Problem Walkthrough

Maximum Product Subarray LeetCode 152

Track both the current maximum and minimum product at each position because a negative number flips max to min. Update both simultaneously and track the global maximum.

7 min read|

Maximum Product Subarray

LeetCode 152

Problem Overview

LeetCode 152 — Maximum Product Subarray — gives you an integer array nums. Find the contiguous subarray (at least one element) that has the largest product and return that product.

This is the product analog of Maximum Subarray (Kadane's algorithm for sums). The key difference: negative numbers change everything. Two negatives multiply to a positive, so a very negative running product can become the maximum when multiplied by another negative.

The solution tracks both the maximum and minimum product ending at each position. The minimum product is essential because it might become the maximum after multiplication by a negative number. This dual-tracking is the core insight.

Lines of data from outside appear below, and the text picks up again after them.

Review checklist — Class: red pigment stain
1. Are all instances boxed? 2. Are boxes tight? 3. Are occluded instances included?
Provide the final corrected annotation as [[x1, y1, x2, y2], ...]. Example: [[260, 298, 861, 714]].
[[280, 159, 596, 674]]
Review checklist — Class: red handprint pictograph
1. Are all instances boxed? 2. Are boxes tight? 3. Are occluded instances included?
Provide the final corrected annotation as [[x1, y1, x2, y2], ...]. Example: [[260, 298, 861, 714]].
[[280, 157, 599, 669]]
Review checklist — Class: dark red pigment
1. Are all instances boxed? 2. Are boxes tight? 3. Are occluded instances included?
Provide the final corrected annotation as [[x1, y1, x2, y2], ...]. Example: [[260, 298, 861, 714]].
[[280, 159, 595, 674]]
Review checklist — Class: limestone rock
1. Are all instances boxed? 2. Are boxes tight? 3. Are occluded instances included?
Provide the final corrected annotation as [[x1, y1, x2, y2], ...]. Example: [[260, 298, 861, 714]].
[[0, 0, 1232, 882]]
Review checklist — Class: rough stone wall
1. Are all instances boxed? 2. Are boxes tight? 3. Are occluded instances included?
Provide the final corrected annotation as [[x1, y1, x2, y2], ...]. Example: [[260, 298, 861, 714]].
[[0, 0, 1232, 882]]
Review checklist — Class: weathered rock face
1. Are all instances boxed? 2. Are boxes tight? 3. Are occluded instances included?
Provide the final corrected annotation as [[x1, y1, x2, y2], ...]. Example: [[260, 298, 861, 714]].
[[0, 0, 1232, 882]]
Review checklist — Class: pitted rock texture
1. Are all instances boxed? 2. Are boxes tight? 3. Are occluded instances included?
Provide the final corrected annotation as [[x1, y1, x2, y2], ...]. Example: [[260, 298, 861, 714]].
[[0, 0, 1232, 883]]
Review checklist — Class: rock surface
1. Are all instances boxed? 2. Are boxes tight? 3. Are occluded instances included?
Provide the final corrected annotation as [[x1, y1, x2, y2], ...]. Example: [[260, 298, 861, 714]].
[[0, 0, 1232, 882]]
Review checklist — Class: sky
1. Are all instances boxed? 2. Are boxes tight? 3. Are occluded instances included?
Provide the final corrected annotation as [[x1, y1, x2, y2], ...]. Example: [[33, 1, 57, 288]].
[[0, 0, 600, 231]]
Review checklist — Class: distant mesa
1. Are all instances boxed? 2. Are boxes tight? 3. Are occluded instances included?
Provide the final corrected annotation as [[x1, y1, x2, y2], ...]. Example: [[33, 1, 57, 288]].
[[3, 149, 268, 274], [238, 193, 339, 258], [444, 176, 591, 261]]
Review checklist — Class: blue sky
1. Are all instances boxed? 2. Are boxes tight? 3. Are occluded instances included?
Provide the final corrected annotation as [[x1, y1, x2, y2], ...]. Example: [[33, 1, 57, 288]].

  • Input: integer array nums (may contain negatives and zeros)
  • Find the contiguous subarray with the largest product
  • Subarray must have at least one element
  • Negatives flip max and min — must track both
  • Zeros reset the running product to 0

Why Track Both Max and Min

Consider nums = [2, 3, -2, 4]. After [2, 3], curMax = 6. Then -2: curMax * -2 = -12, curMin * -2 = -12. But starting fresh: -2 itself. So curMax = max(-12, -12, -2) = -2 and curMin = min(-12, -12, -2) = -12. Then 4: curMax = max(-2*4, -12*4, 4) = max(-8, -48, 4) = 4.

Now consider [2, 3, -2, -4]. After -2, curMin = -12. Then -4: curMin * -4 = 48! The very negative minimum became the maximum. Without tracking curMin, we would miss this. The global max is 48 from the full subarray.

The general principle: at each position, the maximum product ending here comes from one of three sources — extending curMax (if current num is positive), extending curMin (if current num is negative and curMin is negative), or starting fresh with just the current number.

💡

The Negative Flip

When nums[i] is negative, curMax and curMin swap roles. The previous maximum becomes the candidate for new minimum, and vice versa. Some implementations literally swap curMax and curMin when the number is negative before updating.

The Algorithm

Initialize curMax = curMin = result = nums[0]. For each nums[i] starting from index 1: compute candidates: a = curMax * nums[i], b = curMin * nums[i], c = nums[i]. Update: curMax = max(a, b, c), curMin = min(a, b, c). Update result = max(result, curMax).

Important: use temporary variables for the old curMax when computing curMin, because curMax changes during the update. Either save curMax before updating, or compute both max and min from the same (old) values simultaneously.

The result at the end is the maximum product of any contiguous subarray. Zeros are handled naturally: when nums[i] = 0, all three candidates are 0, so curMax = curMin = 0. The next element starts fresh.

Step-by-Step Walkthrough

Consider nums = [2, 3, -2, 4]. Init: curMax=2, curMin=2, result=2. i=1 (val=3): candidates: 2*3=6, 2*3=6, 3. curMax=6, curMin=3. result=6.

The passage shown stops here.